See: Report a new lesson.

DELETE /v1/memories/lessons/:id — retire

Marks a lesson inactive (active = false in the DB). Active is the only state that affects retrieval, so a deactivated lesson is effectively ignored but still preserved for audit. Use it to:

  • reverse a false positive,
  • retire a lesson whose source has been investigated and resolved,
  • bulk-clean a user's record without losing the audit trail.

See: Deactivate a lesson.

When you might not want lessons on

Lessons are feature-flagged on the runtime config (lessonsEnabled). Reasons to leave the flag off:

  • You're running fully offline / single-trust-source. If every write comes from a trusted local agent, the bad-input class lessons are designed to catch can't happen.
  • You aren't shipping the embedding model lessons rely on. Lesson matching reuses the same embedding pipeline as memories. If you've customized that pipeline, verify the threshold (0.75) still separates real matches from noise for your model.
  • You want zero per-user pgvector rows beyond the memories table. Lessons add their own table; some embedded deployments prefer the smaller footprint.
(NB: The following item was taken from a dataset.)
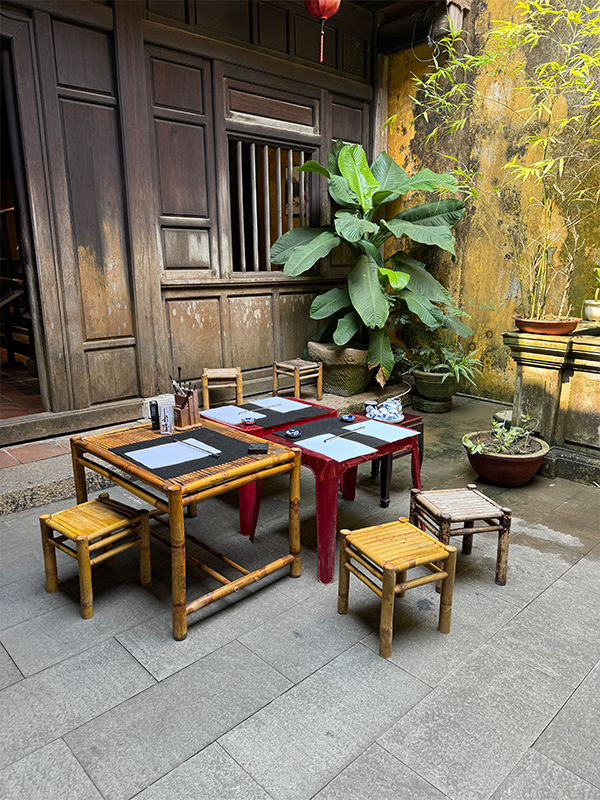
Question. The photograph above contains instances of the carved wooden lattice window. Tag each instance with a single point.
(269, 196)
When the flag is off, search returns no lessonCheck block, the four endpoints respond with empty data, and no rows are written.

Day-to-day recipes

A few practical patterns:

  • Surface a count to users. Poll GET /lessons/stats on dashboard load; show total_active as a small badge. Don't fetch GET /lessons unless the user clicks into details — the patterns can contain raw prompt-injection payloads.
  • Alert on spikes. Diff by_type.injection_blocked against a recent baseline; a sustained jump is usually a single bad source. Cross- reference with GET /lessons to find the source site listed in each row's metadata.sourceSite.
  • Wire user feedback to POST /lessons/report. When a "flag this memory" affordance fires, send the memory ID and a one-sentence rationale as the pattern. Severity high is the right default — bump to critical only when the user explicitly says "block this".
  • Roll back over-eager auto-recording. Pull recent rows from GET /lessons, inspect the metadata to spot false-positive triggers, and DELETE /lessons/:id the offenders. The deactivated rows remain queryable in the DB but no longer affect retrieval.

SDK access

The TypeScript SDK exposes the four endpoints on the atomicmemory namespace handle, under client.memory.lessons:

const { lessons, count } = await client.memory.lessons.list(userId);
const stats = await client.memory.lessons.stats(userId);
const { lessonId } = await client.memory.lessons.report({
userId, pattern, sourceMemoryIds, severity: 'high',
});
await client.memory.lessons.delete(lessonId, userId);

SearchResult.lessonCheck carries the per-query check inline (camelCase fields: safe, warnings, highestSeverity, matchedCount), so most applications never have to call the list endpoint to react to a flagged query.

See also

  • Stores — where LessonStore plugs into the composition root.
  • Architecture — how checkLessons slots into the search orchestrator.
  • Consuming core — runtime config surface including the lessonsEnabled flag.